13.  If no, what's preventing you from accomplishing it? 

Here we spot more specific issues. This is a place to offer multiple choice answer options like, "product not available", "site too confusing" or "can't find shipping information". You can keep it broad or dial in response options more specific to your website. Take these answers and create A/B tests as part of your broader conversion optimization strategy.

14.  What do you think about the information on our website?

Consider formatting this so your question includes a sliding scale of response options. You could orient the sample answers around depth of information, quality of content, product description details or even more subjective elements like color and layout.

Avoid an open-ended question here since the topic is highly subjective.

15.  Is there anything missing on this page?

Depending on the visitor's intent, they may think you need more content links, additional images or a comparison tool.

Website issues

16. What were you looking for?

This is a great question to ask on your 404 page. You'll find broken links, errant advertising and even mistypes.

17. Did you face any challenges while using our website?

With this question, you're looking to spot navigation problems, overwhelming content sections, form issues or anything that prevents a visitor from getting the information they need.

18.  (Mobile-only) Does the website appear to function normally on your device?

Simply put, a mobile issue can be a disaster for your website. Let your visitors assist in your regular quality control exercises by getting their feedback.

19.  Do you think you have to click too much to get what you're looking for?

Responses to this subjective question will get you valuable insight into your architecture and linking structure.

20.  On a scale of 0-10, how would you rate the usability of our website?

Your audience may not consist entirely of website usability experts, but it's their opinion that truly matters. This question sets itself up for follow-ups about specific site features.

Behavior triggers

Depending on your site survey technology, you may be able to auto-invite visitors by their on-site behavior. Here are some specific examples of situations where behavior triggers may make for powerful site surveys.

21. Is there any shipping or pricing information we're missing?

For those visitors who've navigated your product descriptions and are looking through shipping information, there may be one piece of missing information they need to convert. As a follow-up, you can provide helpful links or contact information.

22. Is there something we can help you with today?

Use this broad question (which feels like the beginning of a site chat) to help visitors that appear to be lost. You could trigger this on a certain number of pages visited or total site visits without a conversion action.

23.  Are you enjoying our content? Is there anything you'd like to see us write about? 

Survey visitors who scroll through a few pieces of content can help determine future topics. These are the people who actually read your work and will find value in future content catered to their interests.

24.  Do you follow us on social media?

This is really a call-to-action disguised as a survey question. Make visitors aware of your social media platform and encourage them to follow with quick external links.
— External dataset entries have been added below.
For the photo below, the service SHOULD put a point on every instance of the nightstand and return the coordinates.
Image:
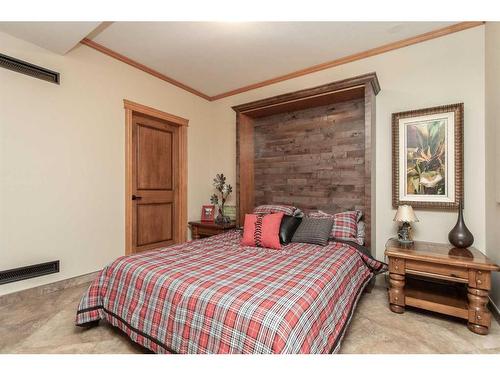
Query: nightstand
(201, 229)
(441, 278)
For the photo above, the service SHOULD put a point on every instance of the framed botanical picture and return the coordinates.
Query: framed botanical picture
(427, 157)
(208, 213)
(230, 211)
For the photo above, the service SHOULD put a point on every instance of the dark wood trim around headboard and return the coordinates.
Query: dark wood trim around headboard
(361, 87)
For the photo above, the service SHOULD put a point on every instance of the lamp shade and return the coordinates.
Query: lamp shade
(405, 214)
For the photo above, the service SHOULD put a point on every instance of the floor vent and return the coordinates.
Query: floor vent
(28, 272)
(24, 67)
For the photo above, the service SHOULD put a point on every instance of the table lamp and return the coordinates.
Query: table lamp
(405, 216)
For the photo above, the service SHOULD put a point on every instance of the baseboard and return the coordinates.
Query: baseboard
(47, 288)
(495, 311)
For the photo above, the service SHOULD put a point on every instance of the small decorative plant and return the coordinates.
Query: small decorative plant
(219, 198)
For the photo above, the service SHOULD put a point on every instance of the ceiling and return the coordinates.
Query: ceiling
(216, 57)
(58, 37)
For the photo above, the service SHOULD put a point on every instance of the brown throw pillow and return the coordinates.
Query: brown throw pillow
(314, 231)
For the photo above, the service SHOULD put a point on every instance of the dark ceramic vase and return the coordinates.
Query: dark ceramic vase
(460, 236)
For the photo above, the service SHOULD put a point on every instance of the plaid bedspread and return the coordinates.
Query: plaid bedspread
(216, 296)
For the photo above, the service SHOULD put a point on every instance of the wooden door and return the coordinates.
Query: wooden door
(155, 182)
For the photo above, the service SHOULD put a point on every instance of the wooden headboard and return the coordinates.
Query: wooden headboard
(313, 149)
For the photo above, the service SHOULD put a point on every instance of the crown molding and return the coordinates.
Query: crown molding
(298, 73)
(357, 56)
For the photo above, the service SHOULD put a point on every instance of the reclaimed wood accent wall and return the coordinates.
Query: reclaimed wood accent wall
(313, 148)
(312, 158)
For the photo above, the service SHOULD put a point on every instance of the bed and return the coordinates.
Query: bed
(216, 296)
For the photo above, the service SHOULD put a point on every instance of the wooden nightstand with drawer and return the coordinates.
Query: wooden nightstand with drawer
(202, 229)
(441, 278)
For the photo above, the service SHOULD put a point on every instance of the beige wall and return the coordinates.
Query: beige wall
(493, 151)
(62, 147)
(441, 71)
(62, 158)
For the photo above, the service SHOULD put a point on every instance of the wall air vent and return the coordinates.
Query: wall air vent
(24, 67)
(28, 272)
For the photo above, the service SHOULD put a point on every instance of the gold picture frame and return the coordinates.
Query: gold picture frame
(427, 157)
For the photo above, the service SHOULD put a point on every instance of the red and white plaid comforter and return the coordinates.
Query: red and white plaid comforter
(216, 296)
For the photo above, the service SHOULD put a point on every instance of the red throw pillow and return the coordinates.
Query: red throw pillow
(262, 230)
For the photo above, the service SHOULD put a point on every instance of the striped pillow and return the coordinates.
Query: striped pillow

This information is a step towards demographic surveys that help you better understand the types of people in your audience.

25.  Are there any products you wish we offered?

If a visitor navigates several product pages and doesn't add anything to their cart, they may have great thoughts on alternatives to offer.

26.  How did your purchase go today?

Get immediate feedback after a purchase to see if there are any hiccups in your current process. While these visitors made it through to check out, even small issues could be preventing additional conversions.

27.  What's the reason for your action?

This sounds quite aggressive, but what we're after here is a follow-up question based on a visitor unsubscribing from a list, giving a low NPS or CSAT score or canceling a subscription.

It's okay to ask for a reason here. This exit survey information is invaluable when it comes to optimizing your conversion funnel.